Time frame: Change from Baseline at 4th weeks
Tinel's Sign
It is performed by lightly tapping (percussing) over the nerve to elicit a sensation of tingling or "pins and needles" in the distribution of the Tibial nerve. The Tinel sign is the tingling or prickling sensation elicited by the percussion of an injured nerve trunk at or distal to the site of the lesion. The test is positive when a tingling or prickling sensation is felt in the distribution of the Tibial nerve.

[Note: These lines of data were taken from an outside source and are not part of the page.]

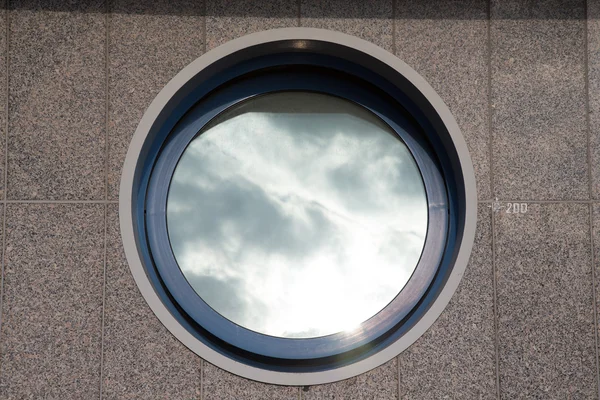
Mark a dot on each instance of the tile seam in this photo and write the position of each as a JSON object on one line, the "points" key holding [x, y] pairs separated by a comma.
{"points": [[492, 192], [59, 201], [594, 297], [586, 84], [590, 186], [106, 164], [7, 69], [395, 50]]}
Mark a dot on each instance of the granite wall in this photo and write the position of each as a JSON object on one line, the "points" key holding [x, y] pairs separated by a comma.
{"points": [[522, 78]]}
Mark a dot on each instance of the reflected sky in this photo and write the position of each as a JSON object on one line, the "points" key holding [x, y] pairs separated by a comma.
{"points": [[297, 214]]}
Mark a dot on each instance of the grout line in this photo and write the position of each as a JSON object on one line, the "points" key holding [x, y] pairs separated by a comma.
{"points": [[590, 186], [106, 149], [7, 59], [492, 221], [103, 301], [60, 201], [594, 296], [587, 99]]}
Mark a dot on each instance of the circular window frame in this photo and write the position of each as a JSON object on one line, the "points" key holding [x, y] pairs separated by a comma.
{"points": [[164, 109]]}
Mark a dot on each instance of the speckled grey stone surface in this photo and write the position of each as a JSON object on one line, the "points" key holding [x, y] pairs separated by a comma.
{"points": [[596, 243], [538, 100], [380, 383], [142, 360], [446, 42], [52, 305], [457, 354], [150, 42], [545, 303], [593, 37], [56, 139], [230, 19], [372, 21], [221, 385], [3, 82]]}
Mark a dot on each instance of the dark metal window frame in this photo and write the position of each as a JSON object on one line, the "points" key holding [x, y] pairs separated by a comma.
{"points": [[423, 117], [293, 77]]}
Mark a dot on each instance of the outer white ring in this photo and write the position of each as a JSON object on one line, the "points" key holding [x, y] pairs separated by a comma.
{"points": [[127, 224]]}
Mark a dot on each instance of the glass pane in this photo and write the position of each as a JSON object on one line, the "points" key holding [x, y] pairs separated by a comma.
{"points": [[297, 214]]}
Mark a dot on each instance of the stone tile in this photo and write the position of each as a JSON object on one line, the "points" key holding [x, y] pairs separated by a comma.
{"points": [[230, 19], [150, 42], [457, 354], [52, 305], [545, 303], [3, 82], [380, 383], [538, 99], [56, 140], [142, 360], [593, 38], [372, 21], [596, 244], [446, 42], [221, 385]]}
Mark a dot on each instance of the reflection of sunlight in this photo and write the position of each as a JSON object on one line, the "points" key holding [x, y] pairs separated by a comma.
{"points": [[318, 217]]}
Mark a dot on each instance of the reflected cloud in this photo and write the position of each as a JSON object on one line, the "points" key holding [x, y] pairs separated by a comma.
{"points": [[297, 215]]}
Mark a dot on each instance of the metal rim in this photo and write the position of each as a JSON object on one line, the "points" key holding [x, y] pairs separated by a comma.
{"points": [[240, 337], [273, 39]]}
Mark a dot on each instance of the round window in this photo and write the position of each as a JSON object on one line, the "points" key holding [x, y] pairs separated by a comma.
{"points": [[297, 206]]}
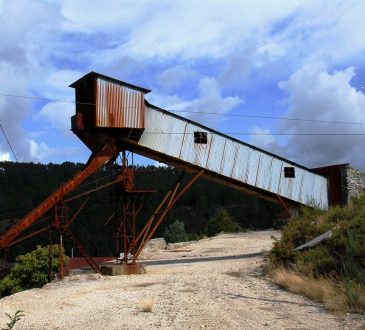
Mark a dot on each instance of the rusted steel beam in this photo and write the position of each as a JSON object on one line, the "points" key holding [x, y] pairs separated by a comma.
{"points": [[92, 190], [77, 213], [149, 222], [164, 213], [35, 233], [96, 161]]}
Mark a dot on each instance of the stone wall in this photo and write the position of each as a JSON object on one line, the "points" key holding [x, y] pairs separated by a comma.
{"points": [[355, 182]]}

Time frame: Change from Baseline at 4th weeks
Foot Function Index
The severity of foot pain was scored with 23 items measuring the degree of difficulty in performing various functional activities due to foot problems and activity limitations due to foot problems. Turkish validity and reliability of the questionnaire was determined by Yalıman et al.
Time frame: Change from Baseline at 4th weeks
Neuropathic pain questionnaire
Neuropathic pain questionnaire consists of 12 questions. Of the 12 questions, 10 are related to the character of the pain while two questions are related to sensitivity changes.